Goldman Sachs reported an 18 per cent year-on-year drop in net income for the first quarter, weighed down by a slowdown in dealmaking and underperformance in its trading business.
The drop in profits comes after what chief executive David Solomon had described as a “disappointing” end to 2022, which prompted the bank to undertake a major cost-cutting drive that included more than 3,000 job cuts.
Goldman on Tuesday said net income for the first three months of the year was $3.2bn, or $8.79 per share, down from $3.8bn, or $10.76 per share, in the same period last year. This still beat analysts’ estimates of $3.06bn, or $8.23 per share, according to consensus data compiled by Bloomberg.
But revenues were down 5 per cent at $12.2bn, missing forecasts of $12.8bn. Goldman lost $470mn from a partial sale of its consumer loan portfolio at its Marcus business as well as the remainder of the portfolio being made available for sale, resulting in the assets being marked down.
This was offset in the bank’s profits by a $440mn release of credit reserves set aside to cover for potential loan losses.
Goldman’s trading business, which has benefited from volatile financial markets during the pandemic, aggressive rate rises by central banks and Russia’s war in Ukraine, reported revenue of $6.9bn for the first three months of the year, short of analysts’ forecast for $7bn.
The miss was due to Goldman’s fixed income, currencies and commodities trading reporting revenues of $3.9bn, falling short of expectations of $4.2bn and lagging behind JPMorgan Chase and Citigroup which reported increases in fixed income trading revenues. Goldman’s revenue from equities totalled $3bn, beating analysts’ forecasts of $2.8bn.
In March, the Goldman trading desk that handles interest-rate products lost about $200mn in the market upheaval following the collapse of Silicon Valley Bank, the Financial Times reported.
Revenue from investment banking at Goldman in the first quarter was down 26 per cent to $1.58bn, ahead of analysts’ estimates of $1.47bn. JPMorgan and Citi last week reported declines of 24 per cent and 25 per cent in investment banking revenue respectively.

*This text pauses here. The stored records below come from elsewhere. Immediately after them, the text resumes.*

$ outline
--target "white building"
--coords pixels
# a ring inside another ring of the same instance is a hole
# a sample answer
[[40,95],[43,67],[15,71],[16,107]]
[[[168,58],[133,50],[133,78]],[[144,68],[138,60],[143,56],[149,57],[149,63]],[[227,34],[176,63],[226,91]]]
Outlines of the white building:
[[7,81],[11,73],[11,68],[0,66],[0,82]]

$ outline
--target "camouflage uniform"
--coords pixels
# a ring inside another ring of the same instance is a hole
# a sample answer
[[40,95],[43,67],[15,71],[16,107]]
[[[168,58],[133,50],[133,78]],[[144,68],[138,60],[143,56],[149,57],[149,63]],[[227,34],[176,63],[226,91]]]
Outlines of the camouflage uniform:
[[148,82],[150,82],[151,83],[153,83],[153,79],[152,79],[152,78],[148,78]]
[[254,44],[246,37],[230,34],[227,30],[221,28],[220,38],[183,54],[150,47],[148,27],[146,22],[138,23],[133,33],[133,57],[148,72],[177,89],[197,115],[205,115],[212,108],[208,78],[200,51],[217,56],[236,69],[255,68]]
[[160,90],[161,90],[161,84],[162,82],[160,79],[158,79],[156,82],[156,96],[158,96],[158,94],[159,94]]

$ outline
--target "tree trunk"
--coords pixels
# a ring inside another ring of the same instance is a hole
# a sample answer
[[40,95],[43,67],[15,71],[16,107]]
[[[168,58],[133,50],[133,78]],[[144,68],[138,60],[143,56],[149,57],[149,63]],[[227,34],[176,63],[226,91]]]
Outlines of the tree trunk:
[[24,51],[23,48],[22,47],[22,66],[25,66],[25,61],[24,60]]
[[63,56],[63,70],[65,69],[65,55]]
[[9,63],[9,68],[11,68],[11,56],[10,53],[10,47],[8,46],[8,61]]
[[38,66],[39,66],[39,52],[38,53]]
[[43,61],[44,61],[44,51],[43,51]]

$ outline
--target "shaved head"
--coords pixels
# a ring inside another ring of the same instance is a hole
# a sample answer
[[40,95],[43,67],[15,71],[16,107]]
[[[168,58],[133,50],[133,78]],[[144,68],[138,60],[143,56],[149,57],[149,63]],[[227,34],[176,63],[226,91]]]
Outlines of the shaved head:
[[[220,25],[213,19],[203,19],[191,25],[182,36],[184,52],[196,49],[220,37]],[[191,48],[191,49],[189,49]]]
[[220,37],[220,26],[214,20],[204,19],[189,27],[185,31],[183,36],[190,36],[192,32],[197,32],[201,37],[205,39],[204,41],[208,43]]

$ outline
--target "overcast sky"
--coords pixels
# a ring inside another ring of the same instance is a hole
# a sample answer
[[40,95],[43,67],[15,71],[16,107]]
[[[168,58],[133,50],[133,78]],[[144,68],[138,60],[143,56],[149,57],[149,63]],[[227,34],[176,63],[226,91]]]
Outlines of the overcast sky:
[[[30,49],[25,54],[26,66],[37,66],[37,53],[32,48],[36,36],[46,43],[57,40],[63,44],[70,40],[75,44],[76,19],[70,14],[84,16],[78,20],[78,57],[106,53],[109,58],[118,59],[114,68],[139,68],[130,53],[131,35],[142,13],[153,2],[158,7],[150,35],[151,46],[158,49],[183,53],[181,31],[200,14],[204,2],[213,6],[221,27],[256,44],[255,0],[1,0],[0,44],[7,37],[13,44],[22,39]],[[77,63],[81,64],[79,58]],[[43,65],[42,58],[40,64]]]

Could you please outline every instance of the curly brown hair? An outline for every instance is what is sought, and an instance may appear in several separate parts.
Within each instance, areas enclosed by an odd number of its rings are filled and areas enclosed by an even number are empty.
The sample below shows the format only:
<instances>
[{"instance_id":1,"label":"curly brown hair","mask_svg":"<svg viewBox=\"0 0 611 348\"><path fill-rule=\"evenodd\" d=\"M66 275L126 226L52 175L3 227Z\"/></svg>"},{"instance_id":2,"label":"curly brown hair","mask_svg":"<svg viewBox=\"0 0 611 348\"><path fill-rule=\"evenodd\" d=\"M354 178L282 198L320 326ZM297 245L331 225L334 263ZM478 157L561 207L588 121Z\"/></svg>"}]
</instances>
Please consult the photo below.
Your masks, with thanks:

Goldman’s operating expenses, a key focus following the bank’s spending review earlier this year, were up 9 per cent at $8.4bn, higher than analysts’ estimates for about $8.1bn.
Goldman’s shares were down about 3 per cent in pre-market trading in New York.
The bank’s asset and wealth management division, which is the cornerstone of Solomon’s efforts to diversify Goldman’s revenue mix away from trading and investment banking, reported revenue of $3.2bn. This was up 24 per cent from the same period last year but missed analysts’ estimates of $3.8bn.
Goldman’s new “Platform Solutions” division, which houses part of its pared-back consumer banking business, reported a pre-tax loss of $306mn after losing almost $2bn in 2022. Revenue at the division more than doubled in the first quarter to $564bn, ahead of analysts’ estimates for $529.9mn.
Goldman has said it is exploring “strategic alternatives” for the Platform Solutions division.